What other plans has FoEH got lined up?

We intend to hold a FoEH meeting on Tuesday 16 October at 7pm to brief our supporters on our plans and to get their input. We have already booked the Council Chambers of the Exmouth Town Hall for this meeting, but this may be subject to change depending on the response. For updates, people can check our website or phone Nicky King, our supporters co-ordinator, on 01395 276583.

Have you got a message to give to your supporters?

Yes. The team wants to thank everyone for all their hard work, messages of support and commiserations. Since it is clear they wish to continue the campaign, we continue to need their input and would ask them to keep emailing us at Friendsofelizabethhall@aol.co.uk or to phone Nicky on 01395 276583. Residents can also email us with their suggestions as can any new supporters who would like to add their names to our mailing list.

Finally, what does FoEH think that EDDC's decision means for Exmouth?

Sadly, more of the same, since the Elizabeth Hall site was the key to unlocking the entire MasterPlan development of the Exmouth seafront and estuary.

Many residents have already spoken to us. Some are heartbroken, others angry. It has confirmed to them – and us – that they have no voice. They believe that Exmouth is being exploited and possibly ruined by EDDC. They do not believe this is the way to regenerate this wonderful town we all love and is yet another missed opportunity to provide Exmouth with a regenerated historic building.

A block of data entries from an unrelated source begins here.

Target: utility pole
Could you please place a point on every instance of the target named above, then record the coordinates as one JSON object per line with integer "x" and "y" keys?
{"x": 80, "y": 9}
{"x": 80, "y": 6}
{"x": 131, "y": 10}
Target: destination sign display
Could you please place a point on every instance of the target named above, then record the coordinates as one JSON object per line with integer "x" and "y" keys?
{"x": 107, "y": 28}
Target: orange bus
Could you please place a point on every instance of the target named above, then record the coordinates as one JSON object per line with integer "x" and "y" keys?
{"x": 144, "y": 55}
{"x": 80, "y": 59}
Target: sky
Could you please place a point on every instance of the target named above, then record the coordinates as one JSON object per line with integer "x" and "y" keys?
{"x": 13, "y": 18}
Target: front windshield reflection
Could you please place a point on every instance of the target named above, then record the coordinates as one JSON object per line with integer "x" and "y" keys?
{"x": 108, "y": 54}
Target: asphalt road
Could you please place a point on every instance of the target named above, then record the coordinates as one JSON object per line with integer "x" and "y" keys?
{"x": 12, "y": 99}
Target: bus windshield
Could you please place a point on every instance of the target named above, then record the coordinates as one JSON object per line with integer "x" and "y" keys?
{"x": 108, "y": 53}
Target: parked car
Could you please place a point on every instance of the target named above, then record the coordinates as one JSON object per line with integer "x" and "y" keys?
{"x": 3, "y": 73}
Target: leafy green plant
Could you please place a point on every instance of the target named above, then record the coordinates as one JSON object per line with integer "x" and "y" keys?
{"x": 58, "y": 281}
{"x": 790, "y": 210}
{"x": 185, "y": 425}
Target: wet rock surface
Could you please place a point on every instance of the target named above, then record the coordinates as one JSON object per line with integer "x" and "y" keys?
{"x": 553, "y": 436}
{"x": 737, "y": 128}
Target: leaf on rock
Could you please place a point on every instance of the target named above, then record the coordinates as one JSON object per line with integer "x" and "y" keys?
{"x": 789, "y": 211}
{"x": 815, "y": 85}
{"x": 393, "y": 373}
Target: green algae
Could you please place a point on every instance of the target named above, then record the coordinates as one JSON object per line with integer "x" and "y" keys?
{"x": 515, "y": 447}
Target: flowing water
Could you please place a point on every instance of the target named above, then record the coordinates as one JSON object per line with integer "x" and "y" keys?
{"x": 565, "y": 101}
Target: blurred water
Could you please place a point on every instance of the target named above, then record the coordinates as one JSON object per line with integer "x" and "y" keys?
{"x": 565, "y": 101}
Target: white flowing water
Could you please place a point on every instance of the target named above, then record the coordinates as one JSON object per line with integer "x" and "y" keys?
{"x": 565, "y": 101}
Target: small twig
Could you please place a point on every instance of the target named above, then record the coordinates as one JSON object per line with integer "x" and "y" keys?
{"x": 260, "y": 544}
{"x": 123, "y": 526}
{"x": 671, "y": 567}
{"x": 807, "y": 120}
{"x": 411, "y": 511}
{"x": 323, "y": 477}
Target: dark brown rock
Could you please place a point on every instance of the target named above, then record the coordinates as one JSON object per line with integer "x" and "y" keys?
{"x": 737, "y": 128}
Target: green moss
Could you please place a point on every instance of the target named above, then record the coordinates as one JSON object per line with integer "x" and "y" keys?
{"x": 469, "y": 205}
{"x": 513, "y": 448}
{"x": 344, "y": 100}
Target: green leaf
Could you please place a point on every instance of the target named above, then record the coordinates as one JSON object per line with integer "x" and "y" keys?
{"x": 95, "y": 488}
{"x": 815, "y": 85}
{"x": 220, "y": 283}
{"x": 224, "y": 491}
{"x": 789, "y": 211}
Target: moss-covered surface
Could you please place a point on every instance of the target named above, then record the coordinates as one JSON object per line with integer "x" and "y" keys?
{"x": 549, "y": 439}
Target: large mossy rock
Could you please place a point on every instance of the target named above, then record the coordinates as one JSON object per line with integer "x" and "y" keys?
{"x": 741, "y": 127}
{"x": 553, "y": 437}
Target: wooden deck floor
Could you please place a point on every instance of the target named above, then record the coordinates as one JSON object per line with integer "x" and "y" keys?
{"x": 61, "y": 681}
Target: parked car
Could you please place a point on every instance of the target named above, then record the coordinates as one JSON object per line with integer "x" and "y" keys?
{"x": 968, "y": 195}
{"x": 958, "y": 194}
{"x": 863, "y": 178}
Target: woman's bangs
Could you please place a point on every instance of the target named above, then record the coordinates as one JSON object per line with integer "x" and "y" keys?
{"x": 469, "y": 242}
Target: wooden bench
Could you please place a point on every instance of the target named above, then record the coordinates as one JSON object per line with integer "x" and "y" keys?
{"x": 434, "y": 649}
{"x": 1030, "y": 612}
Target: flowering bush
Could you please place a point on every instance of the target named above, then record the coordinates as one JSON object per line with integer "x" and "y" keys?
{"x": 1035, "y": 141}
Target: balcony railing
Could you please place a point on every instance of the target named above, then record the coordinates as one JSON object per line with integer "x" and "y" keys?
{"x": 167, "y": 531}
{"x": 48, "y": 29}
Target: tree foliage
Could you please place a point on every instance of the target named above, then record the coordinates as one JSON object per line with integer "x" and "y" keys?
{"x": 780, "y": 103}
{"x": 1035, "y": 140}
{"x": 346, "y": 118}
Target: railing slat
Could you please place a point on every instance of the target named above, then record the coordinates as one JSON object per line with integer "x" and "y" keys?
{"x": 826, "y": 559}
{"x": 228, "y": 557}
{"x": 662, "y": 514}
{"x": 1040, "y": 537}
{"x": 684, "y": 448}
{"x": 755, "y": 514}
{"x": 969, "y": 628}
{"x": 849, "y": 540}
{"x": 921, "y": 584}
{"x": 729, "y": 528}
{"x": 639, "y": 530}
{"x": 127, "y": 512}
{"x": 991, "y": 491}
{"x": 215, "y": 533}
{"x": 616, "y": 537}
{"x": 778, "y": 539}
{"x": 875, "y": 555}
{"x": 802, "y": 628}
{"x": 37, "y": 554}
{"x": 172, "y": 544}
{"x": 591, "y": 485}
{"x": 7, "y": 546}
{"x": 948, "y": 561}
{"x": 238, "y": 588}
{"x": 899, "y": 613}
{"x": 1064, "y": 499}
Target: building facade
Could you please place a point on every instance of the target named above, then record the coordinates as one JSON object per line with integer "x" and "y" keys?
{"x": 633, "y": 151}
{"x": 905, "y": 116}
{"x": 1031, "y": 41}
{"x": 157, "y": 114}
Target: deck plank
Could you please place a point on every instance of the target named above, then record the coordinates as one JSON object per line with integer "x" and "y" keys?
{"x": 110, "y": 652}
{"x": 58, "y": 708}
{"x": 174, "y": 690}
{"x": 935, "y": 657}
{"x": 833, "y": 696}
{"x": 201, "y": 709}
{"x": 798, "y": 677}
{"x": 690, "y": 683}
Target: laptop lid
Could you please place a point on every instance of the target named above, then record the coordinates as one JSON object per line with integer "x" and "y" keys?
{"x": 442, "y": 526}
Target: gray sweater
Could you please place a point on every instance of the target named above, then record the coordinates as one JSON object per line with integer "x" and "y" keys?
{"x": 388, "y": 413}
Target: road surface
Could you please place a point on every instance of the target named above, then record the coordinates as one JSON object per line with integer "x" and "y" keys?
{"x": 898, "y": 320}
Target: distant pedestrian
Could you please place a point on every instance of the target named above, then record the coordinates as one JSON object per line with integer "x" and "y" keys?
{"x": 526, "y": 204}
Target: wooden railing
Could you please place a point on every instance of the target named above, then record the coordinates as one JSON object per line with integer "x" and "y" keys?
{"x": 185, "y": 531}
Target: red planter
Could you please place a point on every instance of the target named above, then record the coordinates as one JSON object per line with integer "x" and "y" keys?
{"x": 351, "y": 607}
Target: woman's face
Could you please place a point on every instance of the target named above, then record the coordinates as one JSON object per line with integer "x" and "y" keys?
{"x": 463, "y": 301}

Choosing Premier Inn as its preferred partner over FoEH's Community Arts and Visitor Centre speaks volumes about EDDC and its relationship with big business. It destroys the hopes of thousands of 'little' people. It sends out a clear message that EDDC controls and 'owns' Exmouth, and that Exmouth residents should keep their mouths shut and let 'big brother' continue to give our seafront and estuary to the developers on a plate.